How one man is inspiring a love of music for the next generation
By Jon Liebman
Week of May 18, 2020
This week, we published a great interview with my old friend, Bakithi Kumalo, best known for being abruptly catapulted to bass stardom with his fretless slap solo on Paul Simon’s “You Can Call Me Al” back in the ‘80s.
Bakithi’s story is a powerful one. Having survived years of oppression in South Africa, it was a long, arduous journey from where he started to where he is now. The more I’ve gotten to know Bakithi, the more I’ve recognized his dedication to paying it forward, helping the next generation.
Bakithi regularly works with kids in schools, getting them involved in many aspects of making music, often resulting in life-changing experiences.
For anyone learning to play music, Bakithi stresses the importance of starting with the basics, not making it harder than it needs to be. “Just listen and keep it simple,” he says. “Learn everything to improve yourself and be a better player,” focusing on the right things.

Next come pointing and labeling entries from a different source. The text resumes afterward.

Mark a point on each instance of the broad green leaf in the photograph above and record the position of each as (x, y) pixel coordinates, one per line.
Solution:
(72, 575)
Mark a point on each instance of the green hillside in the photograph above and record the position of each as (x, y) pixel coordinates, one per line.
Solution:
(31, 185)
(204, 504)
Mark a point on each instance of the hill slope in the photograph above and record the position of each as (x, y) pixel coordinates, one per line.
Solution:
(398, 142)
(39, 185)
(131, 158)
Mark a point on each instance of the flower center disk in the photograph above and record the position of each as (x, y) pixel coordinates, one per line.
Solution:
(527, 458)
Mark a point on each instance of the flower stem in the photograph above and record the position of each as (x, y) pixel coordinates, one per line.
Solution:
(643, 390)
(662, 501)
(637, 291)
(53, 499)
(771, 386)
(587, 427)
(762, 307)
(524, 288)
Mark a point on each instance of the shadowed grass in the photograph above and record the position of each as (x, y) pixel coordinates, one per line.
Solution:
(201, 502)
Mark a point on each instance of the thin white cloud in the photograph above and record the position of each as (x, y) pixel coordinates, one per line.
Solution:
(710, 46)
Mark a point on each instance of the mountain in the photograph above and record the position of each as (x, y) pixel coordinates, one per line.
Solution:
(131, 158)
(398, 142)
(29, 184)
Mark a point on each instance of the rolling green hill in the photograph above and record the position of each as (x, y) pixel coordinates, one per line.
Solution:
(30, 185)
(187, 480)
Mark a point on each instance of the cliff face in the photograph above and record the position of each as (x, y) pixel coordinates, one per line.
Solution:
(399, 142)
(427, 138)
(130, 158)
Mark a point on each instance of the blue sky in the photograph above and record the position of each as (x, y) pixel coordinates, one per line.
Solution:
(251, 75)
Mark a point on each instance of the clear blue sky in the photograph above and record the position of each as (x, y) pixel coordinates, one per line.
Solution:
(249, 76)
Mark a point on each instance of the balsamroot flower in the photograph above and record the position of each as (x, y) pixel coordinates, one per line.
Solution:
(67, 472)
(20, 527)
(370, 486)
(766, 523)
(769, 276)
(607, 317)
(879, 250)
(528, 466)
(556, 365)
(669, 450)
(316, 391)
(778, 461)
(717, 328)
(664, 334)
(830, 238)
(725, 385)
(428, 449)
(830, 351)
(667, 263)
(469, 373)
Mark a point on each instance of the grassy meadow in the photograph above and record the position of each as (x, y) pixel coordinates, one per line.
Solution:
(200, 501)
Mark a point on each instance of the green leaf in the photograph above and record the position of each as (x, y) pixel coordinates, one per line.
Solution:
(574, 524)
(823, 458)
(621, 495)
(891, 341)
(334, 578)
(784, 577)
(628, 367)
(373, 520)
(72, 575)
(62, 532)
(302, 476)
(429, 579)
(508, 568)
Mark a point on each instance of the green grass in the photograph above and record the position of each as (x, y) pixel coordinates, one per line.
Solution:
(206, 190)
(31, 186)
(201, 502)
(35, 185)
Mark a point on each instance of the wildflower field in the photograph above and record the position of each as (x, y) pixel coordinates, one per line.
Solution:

Bakithi’s words are helpful for keeping things in perspective, including learning bass. As bassists, we play a supportive role in the band, setting the foundation, along with the drummer. “Take your time, understand your tone, and play songs,” he continues, with a reminder that not everything you play has to be a bass solo.
As any student of For Bass Players Only will attest, the underlying mantra stressed throughout my site is not unlike what Bakithi is advocating: Lay down the groove, keep great time, and make the music feel good!
In learning bass, there’s nothing wrong with wanting to play like Jaco, Victor Wooten, Gary Willis, or any of the other bass-playing icons. Just don’t forget to make “taking care of business” your top priority.
And remember also, that credo applies to all styles of music. In fact, Bakithi is an advocate of learning to play in a variety of musical styles. “I record all kinds of music, Irish music, jazz, this and that,” he says. “Do the same.”
Paying it forward is a beautiful thing. Helping the next generation is, in itself, is a noble and worthwhile cause. Bringing about a genuine love of music, with practical guidance, makes the process that much better.